Brooklyn Bird Watch: July 9
The Great Black Back Gull. Scientific name: Larus marinus
Another juvenile bird photo by Heather Wolf featured in Brooklyn Bird Watch is of the Great Black Backed gull. The young bird pictured here on a piling in Brooklyn Bridge Park, will grow up to be known as the King of Gulls, or as the Cornell Lab describes it, “the king of the Atlantic waterfront.” Cornell notes that it will be “handsome with broad black wings, a gleaming white head and bright yellow bill.”
The Great Black Back is the largest gull in the world. Wikipedia labels the aggressive hunter as a “pirate and scavenger.” And, if this weren’t bad enough, this young bird will also inherit the label “merciless tyrant” because of the unrelenting predatory instincts coded in its DNA. For example, “they will catch flying passerines while the small birds are exhausted from migration, and swallow them immediately. They also feed on land animals, including rats at garbage dumps. Most foods are swallowed whole, including most fish and even other gulls.”

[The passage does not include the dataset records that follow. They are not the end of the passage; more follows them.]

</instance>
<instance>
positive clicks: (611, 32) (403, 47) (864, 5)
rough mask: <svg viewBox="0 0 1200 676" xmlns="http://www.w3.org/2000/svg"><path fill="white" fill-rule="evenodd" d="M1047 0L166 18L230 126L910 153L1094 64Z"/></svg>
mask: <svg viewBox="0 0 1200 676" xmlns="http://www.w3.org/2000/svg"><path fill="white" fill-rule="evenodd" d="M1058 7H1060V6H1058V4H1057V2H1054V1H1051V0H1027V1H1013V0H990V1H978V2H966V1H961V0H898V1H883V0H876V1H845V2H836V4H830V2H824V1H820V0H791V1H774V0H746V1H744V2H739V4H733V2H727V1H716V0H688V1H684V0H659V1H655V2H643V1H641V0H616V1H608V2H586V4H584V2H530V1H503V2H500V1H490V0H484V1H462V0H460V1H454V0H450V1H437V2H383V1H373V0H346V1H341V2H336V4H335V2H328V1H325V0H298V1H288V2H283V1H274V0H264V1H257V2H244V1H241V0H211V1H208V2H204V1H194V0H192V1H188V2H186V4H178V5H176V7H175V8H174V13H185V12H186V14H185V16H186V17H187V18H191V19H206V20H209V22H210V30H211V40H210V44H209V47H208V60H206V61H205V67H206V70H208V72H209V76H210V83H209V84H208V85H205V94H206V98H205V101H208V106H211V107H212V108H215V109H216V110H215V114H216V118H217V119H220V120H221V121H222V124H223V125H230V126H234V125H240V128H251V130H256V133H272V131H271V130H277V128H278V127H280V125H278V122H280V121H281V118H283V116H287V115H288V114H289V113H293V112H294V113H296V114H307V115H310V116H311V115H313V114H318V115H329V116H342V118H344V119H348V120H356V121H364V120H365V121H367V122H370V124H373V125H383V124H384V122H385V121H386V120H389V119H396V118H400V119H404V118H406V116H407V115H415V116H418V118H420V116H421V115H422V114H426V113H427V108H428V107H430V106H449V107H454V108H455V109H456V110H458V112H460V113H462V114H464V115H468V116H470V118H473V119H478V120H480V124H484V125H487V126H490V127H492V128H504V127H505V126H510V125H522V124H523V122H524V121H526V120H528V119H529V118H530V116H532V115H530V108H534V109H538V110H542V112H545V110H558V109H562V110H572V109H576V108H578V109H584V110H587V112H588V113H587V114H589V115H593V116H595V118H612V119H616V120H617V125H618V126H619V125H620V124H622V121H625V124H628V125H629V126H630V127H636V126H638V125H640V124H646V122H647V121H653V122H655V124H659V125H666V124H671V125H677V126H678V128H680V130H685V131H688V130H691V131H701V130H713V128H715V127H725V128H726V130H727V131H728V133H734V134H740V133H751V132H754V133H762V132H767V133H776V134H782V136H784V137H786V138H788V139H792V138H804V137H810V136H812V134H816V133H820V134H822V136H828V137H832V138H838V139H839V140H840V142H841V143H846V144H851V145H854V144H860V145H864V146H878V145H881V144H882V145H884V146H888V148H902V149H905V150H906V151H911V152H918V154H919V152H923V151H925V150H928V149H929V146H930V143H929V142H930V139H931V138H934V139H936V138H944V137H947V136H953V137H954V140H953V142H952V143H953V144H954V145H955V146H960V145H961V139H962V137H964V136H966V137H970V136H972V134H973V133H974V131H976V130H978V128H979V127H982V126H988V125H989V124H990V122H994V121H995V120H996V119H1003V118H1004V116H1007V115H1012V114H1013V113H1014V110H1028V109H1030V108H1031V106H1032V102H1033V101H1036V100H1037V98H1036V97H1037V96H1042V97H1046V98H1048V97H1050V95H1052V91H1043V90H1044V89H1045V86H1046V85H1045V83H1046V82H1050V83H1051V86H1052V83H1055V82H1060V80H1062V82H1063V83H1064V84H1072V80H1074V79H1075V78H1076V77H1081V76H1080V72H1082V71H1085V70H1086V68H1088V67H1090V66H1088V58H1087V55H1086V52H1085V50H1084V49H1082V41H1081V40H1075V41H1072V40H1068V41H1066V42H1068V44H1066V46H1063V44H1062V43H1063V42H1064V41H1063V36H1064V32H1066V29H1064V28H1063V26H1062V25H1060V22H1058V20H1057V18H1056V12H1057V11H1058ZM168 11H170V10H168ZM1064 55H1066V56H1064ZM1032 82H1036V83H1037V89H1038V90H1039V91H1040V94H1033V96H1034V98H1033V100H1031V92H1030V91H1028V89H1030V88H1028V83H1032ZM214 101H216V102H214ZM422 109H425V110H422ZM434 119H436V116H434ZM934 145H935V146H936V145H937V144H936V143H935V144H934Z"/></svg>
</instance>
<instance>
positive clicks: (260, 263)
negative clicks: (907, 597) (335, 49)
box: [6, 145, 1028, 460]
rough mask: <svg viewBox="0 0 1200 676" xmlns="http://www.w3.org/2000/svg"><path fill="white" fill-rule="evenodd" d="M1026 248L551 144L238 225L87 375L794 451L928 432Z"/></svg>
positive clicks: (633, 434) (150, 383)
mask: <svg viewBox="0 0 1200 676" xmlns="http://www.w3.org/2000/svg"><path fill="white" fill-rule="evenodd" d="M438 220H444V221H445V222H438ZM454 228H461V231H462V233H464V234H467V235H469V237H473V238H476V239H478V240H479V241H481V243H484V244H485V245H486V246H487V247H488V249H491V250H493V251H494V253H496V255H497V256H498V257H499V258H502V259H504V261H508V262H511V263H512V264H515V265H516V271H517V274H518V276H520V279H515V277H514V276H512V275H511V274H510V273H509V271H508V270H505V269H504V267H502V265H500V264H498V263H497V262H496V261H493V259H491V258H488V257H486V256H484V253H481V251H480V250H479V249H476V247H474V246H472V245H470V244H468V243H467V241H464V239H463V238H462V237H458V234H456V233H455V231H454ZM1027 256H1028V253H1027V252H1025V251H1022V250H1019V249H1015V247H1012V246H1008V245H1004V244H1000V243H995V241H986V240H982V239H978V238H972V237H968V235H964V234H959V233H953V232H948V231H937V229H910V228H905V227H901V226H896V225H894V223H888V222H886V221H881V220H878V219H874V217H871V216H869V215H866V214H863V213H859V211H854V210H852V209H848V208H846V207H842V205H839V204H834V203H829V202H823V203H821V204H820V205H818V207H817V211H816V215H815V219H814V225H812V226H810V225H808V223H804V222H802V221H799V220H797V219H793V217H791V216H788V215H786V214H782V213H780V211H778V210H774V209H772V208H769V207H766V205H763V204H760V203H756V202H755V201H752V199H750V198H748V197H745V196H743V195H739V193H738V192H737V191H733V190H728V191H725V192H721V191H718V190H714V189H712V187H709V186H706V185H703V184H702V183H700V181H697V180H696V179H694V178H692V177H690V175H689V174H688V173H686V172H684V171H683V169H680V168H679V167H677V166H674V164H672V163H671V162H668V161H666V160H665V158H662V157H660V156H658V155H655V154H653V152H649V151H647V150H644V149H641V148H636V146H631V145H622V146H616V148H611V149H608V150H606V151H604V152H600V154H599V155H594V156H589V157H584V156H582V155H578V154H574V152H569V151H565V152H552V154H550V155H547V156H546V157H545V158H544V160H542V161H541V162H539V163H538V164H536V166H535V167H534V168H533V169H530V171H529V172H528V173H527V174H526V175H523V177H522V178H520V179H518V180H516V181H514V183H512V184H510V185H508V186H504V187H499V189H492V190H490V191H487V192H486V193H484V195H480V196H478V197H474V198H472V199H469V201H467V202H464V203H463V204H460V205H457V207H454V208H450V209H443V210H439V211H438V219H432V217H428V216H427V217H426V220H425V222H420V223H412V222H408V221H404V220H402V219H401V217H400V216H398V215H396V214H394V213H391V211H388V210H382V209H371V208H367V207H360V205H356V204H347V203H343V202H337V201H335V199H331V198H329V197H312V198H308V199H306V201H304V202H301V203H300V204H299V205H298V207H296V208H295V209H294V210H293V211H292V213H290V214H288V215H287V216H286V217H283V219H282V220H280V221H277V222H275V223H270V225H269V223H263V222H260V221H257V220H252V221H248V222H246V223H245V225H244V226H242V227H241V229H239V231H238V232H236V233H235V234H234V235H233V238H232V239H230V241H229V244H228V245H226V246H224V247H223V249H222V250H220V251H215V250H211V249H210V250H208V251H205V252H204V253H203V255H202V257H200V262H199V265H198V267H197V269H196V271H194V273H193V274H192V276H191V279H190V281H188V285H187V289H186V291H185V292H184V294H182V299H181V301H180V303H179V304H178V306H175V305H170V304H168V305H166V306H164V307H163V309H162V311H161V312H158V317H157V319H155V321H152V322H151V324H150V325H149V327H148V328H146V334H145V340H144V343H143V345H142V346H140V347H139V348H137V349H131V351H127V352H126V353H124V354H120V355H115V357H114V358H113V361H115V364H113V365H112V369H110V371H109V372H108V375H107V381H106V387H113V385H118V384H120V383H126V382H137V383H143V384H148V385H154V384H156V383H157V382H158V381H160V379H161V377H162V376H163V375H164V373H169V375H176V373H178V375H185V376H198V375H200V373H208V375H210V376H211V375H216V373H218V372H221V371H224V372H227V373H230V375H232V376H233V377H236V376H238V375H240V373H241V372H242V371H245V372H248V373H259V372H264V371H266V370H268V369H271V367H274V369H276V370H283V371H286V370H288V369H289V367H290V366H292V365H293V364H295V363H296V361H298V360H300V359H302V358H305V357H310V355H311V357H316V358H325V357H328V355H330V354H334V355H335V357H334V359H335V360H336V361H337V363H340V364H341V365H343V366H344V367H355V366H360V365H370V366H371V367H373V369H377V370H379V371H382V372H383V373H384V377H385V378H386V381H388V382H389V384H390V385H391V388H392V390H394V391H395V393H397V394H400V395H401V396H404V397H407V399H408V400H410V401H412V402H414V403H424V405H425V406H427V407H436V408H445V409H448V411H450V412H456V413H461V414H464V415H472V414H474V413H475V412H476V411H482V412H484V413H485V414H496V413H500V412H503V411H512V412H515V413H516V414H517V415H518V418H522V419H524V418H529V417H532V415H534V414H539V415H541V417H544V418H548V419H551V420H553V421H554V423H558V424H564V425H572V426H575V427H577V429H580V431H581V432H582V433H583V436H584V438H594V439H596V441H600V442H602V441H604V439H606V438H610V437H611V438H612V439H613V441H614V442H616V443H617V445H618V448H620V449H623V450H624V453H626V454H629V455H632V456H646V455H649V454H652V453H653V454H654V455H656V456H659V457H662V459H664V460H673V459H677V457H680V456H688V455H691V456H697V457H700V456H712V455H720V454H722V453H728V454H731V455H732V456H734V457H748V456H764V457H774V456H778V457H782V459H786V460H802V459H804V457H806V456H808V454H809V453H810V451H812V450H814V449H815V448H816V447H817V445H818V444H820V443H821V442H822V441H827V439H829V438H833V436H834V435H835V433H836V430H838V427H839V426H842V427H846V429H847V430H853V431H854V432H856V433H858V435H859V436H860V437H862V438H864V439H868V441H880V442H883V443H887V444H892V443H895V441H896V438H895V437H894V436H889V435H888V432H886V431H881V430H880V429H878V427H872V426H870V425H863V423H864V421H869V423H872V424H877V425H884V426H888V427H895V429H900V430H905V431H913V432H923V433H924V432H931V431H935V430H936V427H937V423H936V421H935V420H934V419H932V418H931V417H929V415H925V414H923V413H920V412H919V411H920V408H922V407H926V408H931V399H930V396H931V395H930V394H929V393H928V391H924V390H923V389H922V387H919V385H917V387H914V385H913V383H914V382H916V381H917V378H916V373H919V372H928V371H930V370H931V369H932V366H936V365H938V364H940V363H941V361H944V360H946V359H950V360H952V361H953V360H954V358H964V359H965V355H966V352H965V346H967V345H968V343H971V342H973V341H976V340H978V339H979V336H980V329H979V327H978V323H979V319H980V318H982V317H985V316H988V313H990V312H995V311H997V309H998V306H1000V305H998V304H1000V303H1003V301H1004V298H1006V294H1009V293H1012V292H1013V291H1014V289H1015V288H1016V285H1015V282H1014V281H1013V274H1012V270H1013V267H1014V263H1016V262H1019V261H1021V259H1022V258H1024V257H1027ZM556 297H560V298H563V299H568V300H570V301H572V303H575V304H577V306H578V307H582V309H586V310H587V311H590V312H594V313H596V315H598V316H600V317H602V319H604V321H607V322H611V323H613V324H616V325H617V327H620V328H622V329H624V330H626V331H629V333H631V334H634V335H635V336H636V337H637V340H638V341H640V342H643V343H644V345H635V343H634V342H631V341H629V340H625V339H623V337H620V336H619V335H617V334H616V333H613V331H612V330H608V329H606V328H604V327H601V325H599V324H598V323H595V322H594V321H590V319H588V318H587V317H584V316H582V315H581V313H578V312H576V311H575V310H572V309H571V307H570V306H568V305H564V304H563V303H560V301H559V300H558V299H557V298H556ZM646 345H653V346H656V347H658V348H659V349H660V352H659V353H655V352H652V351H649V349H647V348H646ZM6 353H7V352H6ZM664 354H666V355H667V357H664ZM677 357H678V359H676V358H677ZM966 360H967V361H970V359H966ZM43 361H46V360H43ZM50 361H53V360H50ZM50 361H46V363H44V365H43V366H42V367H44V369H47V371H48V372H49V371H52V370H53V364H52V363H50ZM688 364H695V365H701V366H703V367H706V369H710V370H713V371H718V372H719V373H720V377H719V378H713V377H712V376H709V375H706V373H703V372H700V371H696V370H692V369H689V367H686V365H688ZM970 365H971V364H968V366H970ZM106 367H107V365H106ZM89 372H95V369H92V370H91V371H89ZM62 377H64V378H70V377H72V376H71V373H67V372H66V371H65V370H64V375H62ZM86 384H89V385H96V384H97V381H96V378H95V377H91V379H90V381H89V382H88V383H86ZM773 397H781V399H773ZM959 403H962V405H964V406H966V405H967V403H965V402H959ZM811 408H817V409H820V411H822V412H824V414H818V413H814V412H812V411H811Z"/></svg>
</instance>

When foods are too large to be swallowed at once, like alligators do, this gull will shake the food in its bill until the creature falls apart.
I’ve always been fascinated with how some birds adapted to the problem of not having any hands or tools. They figured out how to eat hard surfaced foods, like a clam for example. Like other smart birds, the Great Black Back will fly into the air with it, and drop it on the rocks to crack it open.